The Babadook is about a single mother named Amelia troubled by both the violent death of her husband years ago and the current hyperactivity of her child, and who begins to experience hallucinations of a mysterious and evil character from a strange children’s book called “Mister Babadook” that one day appears in her house. Guilt, repression, sadness, alienation, you name it and Amelia experiences it on a daily basis. Problematic for the film, though, is the way the occasionally grueling second act is structured in starts and stops. Kent telegraphs her subtext in the opening scenes, with the film’s style and rhythm borrowing from an odd mixture of Tim Burton and the Coen brothers, so that all we have to carry us through the middle hour is the repetition of the same anguish felt by Amelia, accompanied by the forced escalation of more and more prominent Babadook sightings which seem to appear at the director’s whim. The result for me makes the film almost comedic in tone, certainly not terrifying in the least.

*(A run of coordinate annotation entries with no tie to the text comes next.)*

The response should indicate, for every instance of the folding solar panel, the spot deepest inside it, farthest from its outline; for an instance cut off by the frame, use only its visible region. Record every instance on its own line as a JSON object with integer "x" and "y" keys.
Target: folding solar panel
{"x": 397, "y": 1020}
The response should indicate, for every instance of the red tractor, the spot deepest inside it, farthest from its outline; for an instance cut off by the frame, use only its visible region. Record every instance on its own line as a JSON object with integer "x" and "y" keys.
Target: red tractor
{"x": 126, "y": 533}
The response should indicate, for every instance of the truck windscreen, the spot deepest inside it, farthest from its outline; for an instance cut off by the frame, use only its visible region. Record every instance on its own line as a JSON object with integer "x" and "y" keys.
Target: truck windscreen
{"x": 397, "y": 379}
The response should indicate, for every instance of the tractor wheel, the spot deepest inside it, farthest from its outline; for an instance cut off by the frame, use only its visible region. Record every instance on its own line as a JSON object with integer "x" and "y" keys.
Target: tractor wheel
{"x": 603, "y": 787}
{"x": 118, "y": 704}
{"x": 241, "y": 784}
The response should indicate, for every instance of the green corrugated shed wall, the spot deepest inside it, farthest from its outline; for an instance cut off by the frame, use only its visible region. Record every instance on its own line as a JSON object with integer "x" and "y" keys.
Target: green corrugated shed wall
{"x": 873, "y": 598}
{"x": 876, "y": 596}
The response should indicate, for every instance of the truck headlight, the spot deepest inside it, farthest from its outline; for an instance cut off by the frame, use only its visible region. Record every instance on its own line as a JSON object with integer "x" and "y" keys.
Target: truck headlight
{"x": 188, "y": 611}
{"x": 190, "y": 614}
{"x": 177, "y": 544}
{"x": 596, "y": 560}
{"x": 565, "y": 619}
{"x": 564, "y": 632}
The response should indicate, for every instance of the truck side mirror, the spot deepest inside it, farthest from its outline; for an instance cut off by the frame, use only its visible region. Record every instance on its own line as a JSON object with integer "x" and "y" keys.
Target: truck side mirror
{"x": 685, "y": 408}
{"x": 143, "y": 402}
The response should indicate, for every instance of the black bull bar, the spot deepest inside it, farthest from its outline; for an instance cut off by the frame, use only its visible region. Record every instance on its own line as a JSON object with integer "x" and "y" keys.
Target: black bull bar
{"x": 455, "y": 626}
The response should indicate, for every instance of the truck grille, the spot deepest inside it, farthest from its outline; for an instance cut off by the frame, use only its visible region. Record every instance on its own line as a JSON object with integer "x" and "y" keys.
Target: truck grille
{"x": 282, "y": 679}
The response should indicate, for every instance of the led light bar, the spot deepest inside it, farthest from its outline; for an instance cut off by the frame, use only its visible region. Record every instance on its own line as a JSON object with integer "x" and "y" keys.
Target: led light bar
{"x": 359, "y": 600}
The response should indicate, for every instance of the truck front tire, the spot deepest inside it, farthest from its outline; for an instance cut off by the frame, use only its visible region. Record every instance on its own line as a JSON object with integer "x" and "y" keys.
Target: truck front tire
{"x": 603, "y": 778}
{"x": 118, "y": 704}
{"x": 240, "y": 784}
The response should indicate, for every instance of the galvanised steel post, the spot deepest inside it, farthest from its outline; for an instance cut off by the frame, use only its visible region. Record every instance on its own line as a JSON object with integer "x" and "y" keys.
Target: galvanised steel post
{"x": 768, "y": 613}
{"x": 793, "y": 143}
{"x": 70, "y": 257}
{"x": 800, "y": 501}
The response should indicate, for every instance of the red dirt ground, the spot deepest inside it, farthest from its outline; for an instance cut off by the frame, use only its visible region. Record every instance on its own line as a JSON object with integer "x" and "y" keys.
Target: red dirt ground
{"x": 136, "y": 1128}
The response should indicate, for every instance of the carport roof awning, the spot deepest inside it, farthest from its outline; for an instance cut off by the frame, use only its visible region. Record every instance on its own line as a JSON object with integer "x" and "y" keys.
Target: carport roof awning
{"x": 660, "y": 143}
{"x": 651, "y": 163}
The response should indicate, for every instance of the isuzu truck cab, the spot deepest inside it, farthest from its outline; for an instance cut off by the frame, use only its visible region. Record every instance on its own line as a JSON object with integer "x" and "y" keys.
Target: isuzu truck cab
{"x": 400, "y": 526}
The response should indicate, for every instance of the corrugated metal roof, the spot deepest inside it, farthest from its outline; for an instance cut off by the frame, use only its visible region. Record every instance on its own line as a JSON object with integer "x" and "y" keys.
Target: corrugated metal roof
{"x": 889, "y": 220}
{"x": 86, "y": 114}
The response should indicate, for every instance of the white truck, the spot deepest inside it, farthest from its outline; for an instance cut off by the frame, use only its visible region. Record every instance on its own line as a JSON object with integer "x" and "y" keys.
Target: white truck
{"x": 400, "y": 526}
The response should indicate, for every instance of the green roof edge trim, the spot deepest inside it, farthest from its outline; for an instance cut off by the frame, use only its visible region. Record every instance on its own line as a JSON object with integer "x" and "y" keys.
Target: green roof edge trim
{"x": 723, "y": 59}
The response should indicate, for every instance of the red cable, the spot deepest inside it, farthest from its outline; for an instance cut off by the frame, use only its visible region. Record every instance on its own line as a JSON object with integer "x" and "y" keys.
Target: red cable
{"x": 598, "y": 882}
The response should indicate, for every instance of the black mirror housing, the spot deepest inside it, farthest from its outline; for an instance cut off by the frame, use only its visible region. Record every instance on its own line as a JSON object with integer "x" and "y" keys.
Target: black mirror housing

For example, Simon Njoo’s rapid editing of a typical scene will involve the exaggerated compression of time that just draws attention to the events in the narrative as huge intrusions in Amelia’s life, such as seeing two people talking and hearing a door bell and immediately cutting to the door opening and revealing a grinning character who is not going to make her life any easier, or there will be an extended beat when interacting with others to suggest just how alone she is. Kent plays her hand too soon, leaving nowhere to go but towards absurdity, which is probably why a pivotal scene where Amelia answers the telephone to hear an obnoxiously creepy scratchy voice saying “ba…ba…dook…dook…dook” had me howling with laughter instead of completely unglued. I can only empathize so much with Amelia until I start to see her with the same expressions of patronizing terror that her son Sam shoots her (a terrific Noah Wiseman, who has a great career ahead of him).

Many films, especially indies, succumb during their second acts, and for all its pretensions The Babadook is no different. There are some great qualities to it that make it worth watching, but it is too bogged-down by its thematic weight to actually become a horror film when it needs to become a horror film, and because of that it feels at times like a short that has been stretched out to feature length.